Tuesday, December 09, 2008

The Complaints against High Alcohol in Wine – a little history

They never seem to stop do they? It’s a pity most of the complainers know very little of history, at least those ranting against Australian wines. I was remained of this again last week on a note over at GLUG. In reply to the growing argument, primarily by UK wine merchants, that Australia make wines lighter than 13-14% alcohol David Farmer quotes from H.E. Laffer’s "The Wine Industry of Australia" (1949). Lafer discusses the complaints of a Dr. Thudicum. "In records of the trade round about 1870 there was a good deal of discontent among shippers because some of the wines imported were said to be over 26% proof spirit (this equals 14.85% alcohol by volume), and were therefore charged one shilling and sixpence a gallon extra duty. Dr. Thudicum claimed that these must have been fortified, because it was not possible for that amount of alcohol to be produced by natural fermentation. The controversy raged through the columns of the daily Press, both in editorial and in letters from correspondents. The learned Doctor based his assertion on the claim that it could not be so "because it would simply upset the whole scientific facts hitherto established throughout the world."

Dr Thudicum is rebuffed by a letter on 18th December, 1873, from P.B.Burgoyne which states "There is one remark of Dr. Thudicum's which I take leave to dispute. He says, 'If Australian wines have to pay the half-crown duty on importation into England, it is because they are brandied.' Now, although I would not pretend to say, nor do I believe, that all the Australian wines that have come under my notice are without brandy added, yet I can, and do most positively assert, that the 'Tintara' grown by A.C.Kelly, M.D., which wine has been made the scapegoat by Dr. Thudicum (vide the Journal of the Society of Arts, December 5th, page 48) does generate 26 degrees proof spirit in fermentation and no brandy is added.....".

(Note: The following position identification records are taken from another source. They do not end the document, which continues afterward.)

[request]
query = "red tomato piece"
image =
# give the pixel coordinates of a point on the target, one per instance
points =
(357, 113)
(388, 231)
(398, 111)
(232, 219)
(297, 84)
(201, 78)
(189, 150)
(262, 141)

A good dose of alcohol has always been, and will always be, in the wines from the hotter regions of Australia like the Barossa Valley. The real story, if the international critics want to make note of it, is that the cooler regions of Australia do make the wines they prefer. The problem is that very few, if any, of these critics make the effort to taste those wines. And so they continue to complain when all they really need is a little history lesson and the initiative to seek beyond what is put in front of them. Even Robert Whitely agrees with that.